2. Other features of the women’s performances were changeable, and, in fact, did change throughout the session. They appeared to be in the service of particular plans or purposes which were regulated by larger contexts of their lives. I will call these variations tactical.
3. Still other features of their performances were not typical for women, for Catholics, or for southern Italian-Americans. These features were deviant — not merely foreign or alien. The deviant styles are not, however, rare or unknown. They are also customary and, to some extent, predictable in people classified as schizophrenics.
I cannot, of course, make rigid distinctions on the basis of the data of one transaction.

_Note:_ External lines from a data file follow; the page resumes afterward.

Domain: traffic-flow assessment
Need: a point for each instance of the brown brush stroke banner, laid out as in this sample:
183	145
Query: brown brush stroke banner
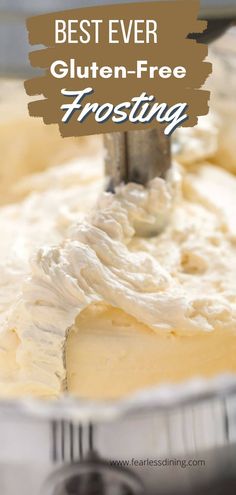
175	20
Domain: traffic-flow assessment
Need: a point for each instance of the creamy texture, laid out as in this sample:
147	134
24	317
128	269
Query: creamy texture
58	261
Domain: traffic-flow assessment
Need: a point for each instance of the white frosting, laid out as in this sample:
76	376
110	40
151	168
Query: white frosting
181	280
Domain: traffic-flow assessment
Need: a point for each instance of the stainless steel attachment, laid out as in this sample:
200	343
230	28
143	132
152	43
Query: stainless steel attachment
136	156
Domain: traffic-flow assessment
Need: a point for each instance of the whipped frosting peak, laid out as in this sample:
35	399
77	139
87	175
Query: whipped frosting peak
180	280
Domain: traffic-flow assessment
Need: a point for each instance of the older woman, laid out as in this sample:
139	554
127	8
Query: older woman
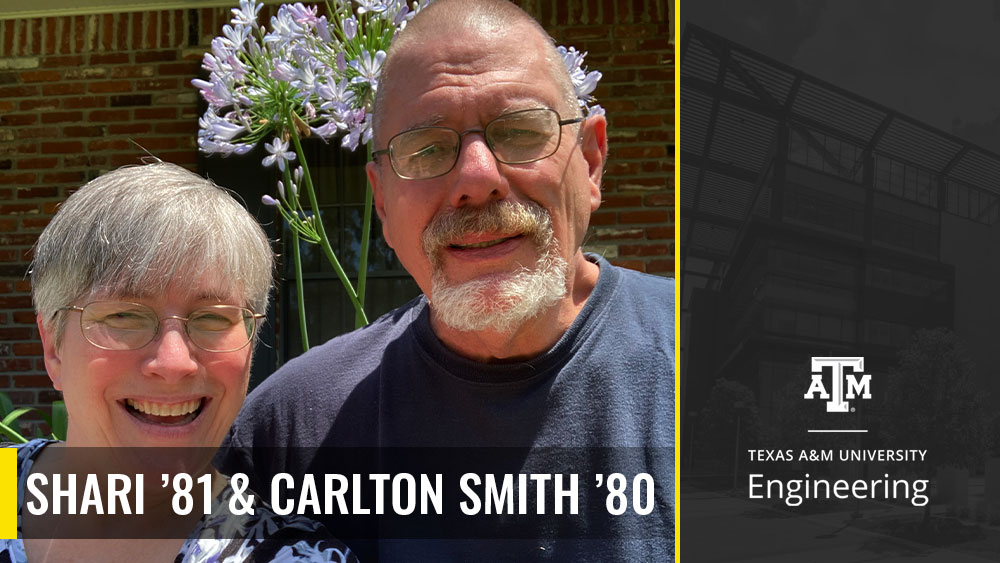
149	285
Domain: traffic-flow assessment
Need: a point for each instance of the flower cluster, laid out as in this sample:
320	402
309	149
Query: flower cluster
312	75
584	82
309	73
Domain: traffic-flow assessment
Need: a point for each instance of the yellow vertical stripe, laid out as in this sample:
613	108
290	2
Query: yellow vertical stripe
677	279
8	493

We would have to have comparable filmed transactions involving many southern Italian-Americans, for instance, to attribute certain variations to ethnic background with any degree of certainty. And it is also hard to say definitely that a given behavior is schizophrenic or tactical. In fact it can be argued that schizophrenic behavior is tactical. However, some approximate distinctions can be made from general cultural and psychiatric experience. I will devote one chapter in this section to each of these variations.
The data of this section provide us with an opportunity to speak about the psychodynamics and neuropsychology of communication. So in each chapter I will comment on these matters. After describing styles (Chapter 8), I will discuss how these gave indication of the tactical variations. In Chapter 9, I will discuss theories of cognitive processes and the neuropsychology of information processing. Then in Chapter 10, when deviant behavior is described, I will discuss theories of the nature and development of schizophrenia.